De poco sirvió que el TSJ revocara luego sus sentencias. La oposición había denunciado ya en la OEA y en otros foros que Maduro pretendía cerrar el Parlamento.
Pese a todo, otro atisbo de diálogo afloró cuando, el 1° de Mayo, Maduro convocó a una Asamblea Nacional Constituyente para “pacificar” el país.
La oposición anticipó que no avalaría una Constituyente que tildó de ilegal y de la que podría emanar un suprapoder capaz de disolver el Parlamento. La MUD cosechó apoyo más allá de las fronteras venezolanas. También miembros del chavismo fueron reacios a que se tocara la Constitución de 1999, legado de su líder.
No sólo la fiscal Ortega objetó que no se consultara al pueblo sobre las “bases comiciales”; o que la elección de constituyentes estuviera sesgada por parcelamientos territoriales o corporativos favorables al Gobierno; o que no se llame a referéndum para aprobar o rechazar la futura Carta Magna.

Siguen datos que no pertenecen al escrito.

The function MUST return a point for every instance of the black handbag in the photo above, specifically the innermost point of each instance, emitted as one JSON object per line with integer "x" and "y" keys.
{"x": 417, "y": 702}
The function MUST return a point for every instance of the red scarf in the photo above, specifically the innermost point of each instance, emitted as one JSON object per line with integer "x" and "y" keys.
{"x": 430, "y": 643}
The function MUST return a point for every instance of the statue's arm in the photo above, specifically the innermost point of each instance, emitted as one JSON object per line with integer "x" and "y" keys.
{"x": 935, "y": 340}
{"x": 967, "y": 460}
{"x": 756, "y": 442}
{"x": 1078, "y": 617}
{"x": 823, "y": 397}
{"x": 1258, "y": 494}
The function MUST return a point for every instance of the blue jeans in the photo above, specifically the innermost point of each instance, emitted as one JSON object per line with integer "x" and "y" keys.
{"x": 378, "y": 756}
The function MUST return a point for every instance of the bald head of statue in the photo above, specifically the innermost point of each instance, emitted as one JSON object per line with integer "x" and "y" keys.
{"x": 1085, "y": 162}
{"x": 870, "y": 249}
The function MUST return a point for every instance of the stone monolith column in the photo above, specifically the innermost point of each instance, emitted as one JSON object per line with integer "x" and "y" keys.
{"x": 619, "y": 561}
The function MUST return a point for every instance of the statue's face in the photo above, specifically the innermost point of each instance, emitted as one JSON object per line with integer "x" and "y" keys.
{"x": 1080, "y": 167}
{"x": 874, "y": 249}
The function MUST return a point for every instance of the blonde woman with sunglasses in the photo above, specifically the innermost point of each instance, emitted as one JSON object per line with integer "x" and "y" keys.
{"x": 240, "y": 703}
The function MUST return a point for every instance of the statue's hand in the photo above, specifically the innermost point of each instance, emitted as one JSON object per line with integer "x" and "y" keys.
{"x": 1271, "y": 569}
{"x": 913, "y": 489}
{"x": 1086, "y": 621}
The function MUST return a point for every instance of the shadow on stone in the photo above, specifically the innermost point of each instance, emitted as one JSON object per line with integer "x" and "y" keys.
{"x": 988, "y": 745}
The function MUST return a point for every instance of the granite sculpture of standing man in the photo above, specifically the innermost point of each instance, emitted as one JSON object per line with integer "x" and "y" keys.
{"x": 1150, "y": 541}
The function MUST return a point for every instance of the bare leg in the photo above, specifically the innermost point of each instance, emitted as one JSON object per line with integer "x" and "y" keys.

Así se llegó a la simbólica consulta del 16 de julio, donde la MUD hizo el penúltimo intento por frenar la votación del domingo pasado, en la que unos y otros cantarían una estéril “victoria”.
Así, como un colectivo atiborrado de gente, cuyo conductor no para de acelerar pese a entrar en una calle sin salida, la crisis venezolana suma cada día nuevas víctimas. Aunque el impacto mayor parece aún latente, e irreversible.